Institutioneel kader en slotbepalingen

De leden van de ChristenUnie vragen wat de regering verstaat onder het gestelde dat «in voorkomend geval (in geval van mensenrechtenschendingen) voorrang zal worden gegeven aan die maatregelen die de werking van de overeenkomst het minst verstoren» (MvT p. 8). Hoe verhoudt zich dit tot de opschortende werking van het verdrag inzake mensenrechtenschendingen (MvT p. 3)? In hoeverre wordt, in geval van mensenrechtenschendingen, het verdrag werkelijk opgeschort? Welke condities zijn daarin doorslaggevend, zo vragen deze leden.
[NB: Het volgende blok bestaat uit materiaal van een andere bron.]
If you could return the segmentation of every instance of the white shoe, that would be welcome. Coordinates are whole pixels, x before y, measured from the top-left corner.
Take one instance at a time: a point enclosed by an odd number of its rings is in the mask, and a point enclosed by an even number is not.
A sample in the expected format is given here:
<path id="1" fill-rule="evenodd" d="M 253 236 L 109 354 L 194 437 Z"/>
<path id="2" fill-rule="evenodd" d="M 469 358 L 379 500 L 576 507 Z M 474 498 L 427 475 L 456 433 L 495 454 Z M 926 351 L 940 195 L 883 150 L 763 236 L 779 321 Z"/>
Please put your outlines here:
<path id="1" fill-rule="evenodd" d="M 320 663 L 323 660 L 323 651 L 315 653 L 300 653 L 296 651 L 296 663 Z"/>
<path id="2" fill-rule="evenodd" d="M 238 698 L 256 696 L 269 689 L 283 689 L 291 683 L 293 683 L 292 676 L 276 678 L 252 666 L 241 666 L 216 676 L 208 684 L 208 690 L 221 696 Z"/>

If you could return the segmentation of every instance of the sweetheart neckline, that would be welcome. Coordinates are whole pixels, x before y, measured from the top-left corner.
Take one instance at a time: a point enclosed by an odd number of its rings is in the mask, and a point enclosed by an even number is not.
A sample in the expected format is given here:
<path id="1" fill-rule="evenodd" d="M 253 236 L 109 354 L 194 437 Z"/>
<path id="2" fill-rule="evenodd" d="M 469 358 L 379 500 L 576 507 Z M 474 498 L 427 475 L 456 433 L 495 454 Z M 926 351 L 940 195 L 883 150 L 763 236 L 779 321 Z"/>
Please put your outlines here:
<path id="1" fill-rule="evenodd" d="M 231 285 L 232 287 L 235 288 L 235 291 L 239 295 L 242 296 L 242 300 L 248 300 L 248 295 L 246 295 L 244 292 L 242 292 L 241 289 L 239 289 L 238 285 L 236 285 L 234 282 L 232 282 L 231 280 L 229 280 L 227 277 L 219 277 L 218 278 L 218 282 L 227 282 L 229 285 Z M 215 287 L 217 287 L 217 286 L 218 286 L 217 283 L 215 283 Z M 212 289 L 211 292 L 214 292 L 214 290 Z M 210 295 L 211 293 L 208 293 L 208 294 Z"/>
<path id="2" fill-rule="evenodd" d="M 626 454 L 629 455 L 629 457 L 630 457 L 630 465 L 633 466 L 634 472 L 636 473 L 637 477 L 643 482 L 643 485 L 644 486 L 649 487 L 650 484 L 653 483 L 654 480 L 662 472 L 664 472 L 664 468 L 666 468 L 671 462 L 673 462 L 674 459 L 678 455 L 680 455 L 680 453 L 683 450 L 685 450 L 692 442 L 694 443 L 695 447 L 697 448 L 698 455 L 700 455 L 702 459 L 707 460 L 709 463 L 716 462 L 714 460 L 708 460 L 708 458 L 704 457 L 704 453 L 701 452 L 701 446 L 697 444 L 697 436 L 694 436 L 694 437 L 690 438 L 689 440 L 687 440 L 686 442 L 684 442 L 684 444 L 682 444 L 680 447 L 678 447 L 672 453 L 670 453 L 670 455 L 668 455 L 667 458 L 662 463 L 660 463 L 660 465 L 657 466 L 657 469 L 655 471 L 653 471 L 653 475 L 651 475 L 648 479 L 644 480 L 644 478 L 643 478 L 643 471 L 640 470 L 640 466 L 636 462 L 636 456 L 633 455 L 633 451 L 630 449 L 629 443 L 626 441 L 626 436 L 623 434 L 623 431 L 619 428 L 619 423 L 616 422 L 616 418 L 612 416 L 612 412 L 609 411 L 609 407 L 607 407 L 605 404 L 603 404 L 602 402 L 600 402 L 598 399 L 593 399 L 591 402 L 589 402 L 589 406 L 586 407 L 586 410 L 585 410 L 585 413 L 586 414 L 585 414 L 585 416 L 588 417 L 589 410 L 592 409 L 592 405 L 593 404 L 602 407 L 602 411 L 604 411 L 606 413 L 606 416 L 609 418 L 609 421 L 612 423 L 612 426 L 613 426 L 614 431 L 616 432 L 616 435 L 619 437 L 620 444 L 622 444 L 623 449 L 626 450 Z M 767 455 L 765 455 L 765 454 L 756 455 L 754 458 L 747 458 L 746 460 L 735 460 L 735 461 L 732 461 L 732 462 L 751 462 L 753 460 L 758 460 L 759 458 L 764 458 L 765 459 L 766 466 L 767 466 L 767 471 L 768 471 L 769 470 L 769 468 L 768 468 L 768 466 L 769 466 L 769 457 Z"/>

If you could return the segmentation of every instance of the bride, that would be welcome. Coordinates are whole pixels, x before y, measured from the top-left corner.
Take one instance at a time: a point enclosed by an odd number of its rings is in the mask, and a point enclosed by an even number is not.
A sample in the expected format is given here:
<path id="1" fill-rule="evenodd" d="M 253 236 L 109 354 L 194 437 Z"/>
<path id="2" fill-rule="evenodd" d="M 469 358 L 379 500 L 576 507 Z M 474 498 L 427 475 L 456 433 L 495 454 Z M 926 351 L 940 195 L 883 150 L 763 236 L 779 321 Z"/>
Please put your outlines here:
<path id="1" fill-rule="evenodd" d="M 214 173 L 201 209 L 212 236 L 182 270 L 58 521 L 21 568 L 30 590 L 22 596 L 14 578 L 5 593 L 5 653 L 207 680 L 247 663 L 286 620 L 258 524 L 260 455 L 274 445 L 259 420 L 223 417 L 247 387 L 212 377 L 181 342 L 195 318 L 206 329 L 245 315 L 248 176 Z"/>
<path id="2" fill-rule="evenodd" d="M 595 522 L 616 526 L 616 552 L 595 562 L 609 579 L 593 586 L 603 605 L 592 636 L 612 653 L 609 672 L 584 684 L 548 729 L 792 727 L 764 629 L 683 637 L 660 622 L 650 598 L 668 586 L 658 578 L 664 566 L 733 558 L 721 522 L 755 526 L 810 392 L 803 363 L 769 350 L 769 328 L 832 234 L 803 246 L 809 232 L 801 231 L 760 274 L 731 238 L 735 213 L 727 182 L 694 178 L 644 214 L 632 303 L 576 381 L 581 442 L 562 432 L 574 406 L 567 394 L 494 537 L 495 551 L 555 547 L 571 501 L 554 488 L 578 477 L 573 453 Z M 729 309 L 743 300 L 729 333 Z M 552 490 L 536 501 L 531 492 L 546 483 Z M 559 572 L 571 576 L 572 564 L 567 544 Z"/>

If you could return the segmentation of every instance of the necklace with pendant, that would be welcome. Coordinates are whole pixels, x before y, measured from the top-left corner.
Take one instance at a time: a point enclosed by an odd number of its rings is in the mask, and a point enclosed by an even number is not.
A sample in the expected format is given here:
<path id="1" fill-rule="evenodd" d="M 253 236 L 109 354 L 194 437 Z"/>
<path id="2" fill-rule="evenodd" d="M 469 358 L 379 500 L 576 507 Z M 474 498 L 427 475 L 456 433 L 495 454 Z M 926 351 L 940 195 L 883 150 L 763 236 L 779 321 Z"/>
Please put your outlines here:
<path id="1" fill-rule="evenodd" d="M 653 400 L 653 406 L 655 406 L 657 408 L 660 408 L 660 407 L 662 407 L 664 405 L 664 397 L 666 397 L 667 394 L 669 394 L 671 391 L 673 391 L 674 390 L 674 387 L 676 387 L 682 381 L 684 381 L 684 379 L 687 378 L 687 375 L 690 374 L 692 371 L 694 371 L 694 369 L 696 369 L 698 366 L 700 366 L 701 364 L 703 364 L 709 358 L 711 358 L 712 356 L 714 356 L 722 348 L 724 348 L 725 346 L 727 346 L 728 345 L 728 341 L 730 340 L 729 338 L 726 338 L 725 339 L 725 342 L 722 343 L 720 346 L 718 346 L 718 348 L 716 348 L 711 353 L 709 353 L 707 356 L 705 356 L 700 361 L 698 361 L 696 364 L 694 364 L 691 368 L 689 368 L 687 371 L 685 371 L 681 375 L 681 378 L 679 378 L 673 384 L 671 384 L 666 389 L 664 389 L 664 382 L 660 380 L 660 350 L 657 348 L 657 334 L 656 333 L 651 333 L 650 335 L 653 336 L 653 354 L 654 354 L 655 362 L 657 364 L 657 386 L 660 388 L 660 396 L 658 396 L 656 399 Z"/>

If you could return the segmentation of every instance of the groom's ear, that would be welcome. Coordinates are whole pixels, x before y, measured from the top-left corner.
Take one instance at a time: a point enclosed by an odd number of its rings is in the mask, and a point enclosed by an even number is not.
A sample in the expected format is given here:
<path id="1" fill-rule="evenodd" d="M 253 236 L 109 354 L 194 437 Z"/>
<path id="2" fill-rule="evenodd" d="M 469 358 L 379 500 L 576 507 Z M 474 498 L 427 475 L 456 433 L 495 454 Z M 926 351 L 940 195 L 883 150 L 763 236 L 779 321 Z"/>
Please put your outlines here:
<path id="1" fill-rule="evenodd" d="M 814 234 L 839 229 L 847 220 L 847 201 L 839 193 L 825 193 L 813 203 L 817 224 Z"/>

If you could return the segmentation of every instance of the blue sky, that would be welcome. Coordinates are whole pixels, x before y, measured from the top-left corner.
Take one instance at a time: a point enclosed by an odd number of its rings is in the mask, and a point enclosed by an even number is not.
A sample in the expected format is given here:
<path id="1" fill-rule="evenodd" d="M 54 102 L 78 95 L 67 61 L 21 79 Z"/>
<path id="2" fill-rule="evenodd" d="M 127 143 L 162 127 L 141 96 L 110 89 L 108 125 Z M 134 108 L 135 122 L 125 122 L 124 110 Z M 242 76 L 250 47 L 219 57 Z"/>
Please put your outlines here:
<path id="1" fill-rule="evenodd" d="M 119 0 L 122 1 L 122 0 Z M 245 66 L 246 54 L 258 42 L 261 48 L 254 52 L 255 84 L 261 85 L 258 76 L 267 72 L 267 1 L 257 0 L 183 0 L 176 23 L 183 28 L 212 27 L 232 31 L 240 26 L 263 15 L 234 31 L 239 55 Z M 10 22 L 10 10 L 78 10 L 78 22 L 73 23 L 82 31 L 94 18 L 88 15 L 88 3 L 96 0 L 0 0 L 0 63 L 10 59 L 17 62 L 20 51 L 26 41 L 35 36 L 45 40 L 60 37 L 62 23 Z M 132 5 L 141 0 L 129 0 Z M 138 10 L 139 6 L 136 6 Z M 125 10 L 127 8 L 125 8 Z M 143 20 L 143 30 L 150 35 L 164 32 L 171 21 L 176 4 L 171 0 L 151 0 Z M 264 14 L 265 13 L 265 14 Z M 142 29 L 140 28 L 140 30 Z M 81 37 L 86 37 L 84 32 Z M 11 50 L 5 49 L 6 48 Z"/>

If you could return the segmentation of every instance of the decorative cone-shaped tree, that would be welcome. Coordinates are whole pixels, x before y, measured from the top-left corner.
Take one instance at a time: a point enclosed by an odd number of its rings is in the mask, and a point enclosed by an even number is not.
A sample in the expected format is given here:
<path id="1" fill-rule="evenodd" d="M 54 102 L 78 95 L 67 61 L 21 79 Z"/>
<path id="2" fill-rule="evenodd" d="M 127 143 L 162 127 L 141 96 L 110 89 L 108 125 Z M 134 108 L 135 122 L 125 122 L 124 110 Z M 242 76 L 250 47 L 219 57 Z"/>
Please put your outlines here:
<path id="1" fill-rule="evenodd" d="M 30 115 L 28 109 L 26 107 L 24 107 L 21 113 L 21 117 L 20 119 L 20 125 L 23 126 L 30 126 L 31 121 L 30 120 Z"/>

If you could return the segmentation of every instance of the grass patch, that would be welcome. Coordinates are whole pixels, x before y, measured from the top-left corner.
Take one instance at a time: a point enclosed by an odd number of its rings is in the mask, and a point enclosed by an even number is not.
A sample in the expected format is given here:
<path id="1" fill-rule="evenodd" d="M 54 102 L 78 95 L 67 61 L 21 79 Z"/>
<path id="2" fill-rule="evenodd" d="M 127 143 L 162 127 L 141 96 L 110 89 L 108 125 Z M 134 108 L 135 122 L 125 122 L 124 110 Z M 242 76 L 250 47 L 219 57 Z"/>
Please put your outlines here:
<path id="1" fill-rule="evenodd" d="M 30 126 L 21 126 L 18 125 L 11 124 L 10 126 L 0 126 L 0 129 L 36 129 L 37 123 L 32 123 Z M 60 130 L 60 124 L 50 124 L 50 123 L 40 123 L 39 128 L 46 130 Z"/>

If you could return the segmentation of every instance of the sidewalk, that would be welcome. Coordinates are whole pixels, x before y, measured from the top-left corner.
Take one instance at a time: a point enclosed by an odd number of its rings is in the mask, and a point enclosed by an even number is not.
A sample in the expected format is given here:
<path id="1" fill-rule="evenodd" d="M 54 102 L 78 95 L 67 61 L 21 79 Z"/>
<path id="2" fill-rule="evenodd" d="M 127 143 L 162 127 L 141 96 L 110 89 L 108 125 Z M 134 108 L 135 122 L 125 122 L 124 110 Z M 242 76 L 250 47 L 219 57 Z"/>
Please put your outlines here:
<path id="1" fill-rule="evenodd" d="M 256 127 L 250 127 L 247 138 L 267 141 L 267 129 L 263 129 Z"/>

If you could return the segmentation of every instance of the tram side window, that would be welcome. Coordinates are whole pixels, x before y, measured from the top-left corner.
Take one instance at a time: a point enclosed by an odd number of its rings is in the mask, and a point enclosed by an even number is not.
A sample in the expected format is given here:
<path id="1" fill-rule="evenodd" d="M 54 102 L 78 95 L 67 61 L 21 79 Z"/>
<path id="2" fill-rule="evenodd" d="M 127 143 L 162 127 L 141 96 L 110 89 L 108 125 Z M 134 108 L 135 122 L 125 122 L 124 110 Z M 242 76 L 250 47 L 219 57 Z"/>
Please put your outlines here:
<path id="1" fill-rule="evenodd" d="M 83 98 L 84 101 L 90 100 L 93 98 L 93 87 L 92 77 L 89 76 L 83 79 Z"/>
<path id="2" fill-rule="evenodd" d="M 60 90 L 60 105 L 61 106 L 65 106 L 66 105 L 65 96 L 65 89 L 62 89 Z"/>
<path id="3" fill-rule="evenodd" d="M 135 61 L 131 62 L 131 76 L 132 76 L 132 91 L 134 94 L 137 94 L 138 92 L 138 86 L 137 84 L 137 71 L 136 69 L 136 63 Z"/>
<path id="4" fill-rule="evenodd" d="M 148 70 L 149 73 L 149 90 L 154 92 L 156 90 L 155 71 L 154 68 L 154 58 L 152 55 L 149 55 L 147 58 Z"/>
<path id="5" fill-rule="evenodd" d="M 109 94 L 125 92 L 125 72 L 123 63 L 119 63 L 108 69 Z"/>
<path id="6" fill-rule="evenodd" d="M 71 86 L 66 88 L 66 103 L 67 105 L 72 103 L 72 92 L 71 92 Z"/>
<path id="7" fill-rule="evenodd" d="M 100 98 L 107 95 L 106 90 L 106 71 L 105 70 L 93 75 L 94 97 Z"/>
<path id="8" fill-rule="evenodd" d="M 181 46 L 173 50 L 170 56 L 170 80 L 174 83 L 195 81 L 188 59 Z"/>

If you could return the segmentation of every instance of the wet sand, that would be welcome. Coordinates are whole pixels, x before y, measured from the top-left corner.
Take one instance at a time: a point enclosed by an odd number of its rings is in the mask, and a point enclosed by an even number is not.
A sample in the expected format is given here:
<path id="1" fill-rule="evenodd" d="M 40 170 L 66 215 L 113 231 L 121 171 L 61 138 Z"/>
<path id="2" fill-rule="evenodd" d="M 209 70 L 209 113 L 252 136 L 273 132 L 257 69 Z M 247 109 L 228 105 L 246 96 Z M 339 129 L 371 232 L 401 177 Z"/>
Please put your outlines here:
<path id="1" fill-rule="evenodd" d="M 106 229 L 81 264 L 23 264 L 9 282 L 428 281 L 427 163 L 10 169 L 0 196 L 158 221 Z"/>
Bij mensenrechtenschendingen zullen in eerste instantie passende maatregelen genomen worden – die evenredig zijn aan de ernst van de schendingen – die de werking van de overeenkomst zo min mogelijk verstoren. In de praktijk betekent dit dat de EU een escalatieladder hanteert (eerst intensiveren van dialoog; waarschuwingen; spoedbijeenkomst van de Gemengde Commissie) voordat wordt gekozen voor de zwaarste maatregel: het opschorten van de overeenkomst. Dit laat echter onverlet dat in artikel 1 van de overeenkomst is opgenomen dat het eerbiedigen van mensenrechten een essentieel element is waardoor het verdrag op basis van artikel 45 en 46 de mogelijkheid biedt tot opschorting wanneer die bepaling geschonden wordt.

In artikel 45 is vastgelegd dat het verdrag kan worden opgeschort wanneer sprake is van ernstige inbreuk op de overeenkomst. Hieronder valt schending van de essentiële clausules, waar het eerbiedigen van mensenrechten er één van is. Indien daadwerkelijk sprake is van ernstige mensenrechtenschendingen zal binnen de EU opschorting besproken worden alvorens daarover te besluiten. Van een maatregel als deze wordt in uitzonderlijke gevallen bij grove schendingen gebruik gemaakt. Zo heeft de EU in het najaar van 2011 het samenwerkingsakkoord met Syrië opgeschort. Bepalend bij de overweging het akkoord op te schorten zijn de ernst en omvang van de mensenrechtenschendingen. Daarnaast zal de overweging gemaakt worden met inachtneming van de Nederlandse belangen en de bredere relaties met het land.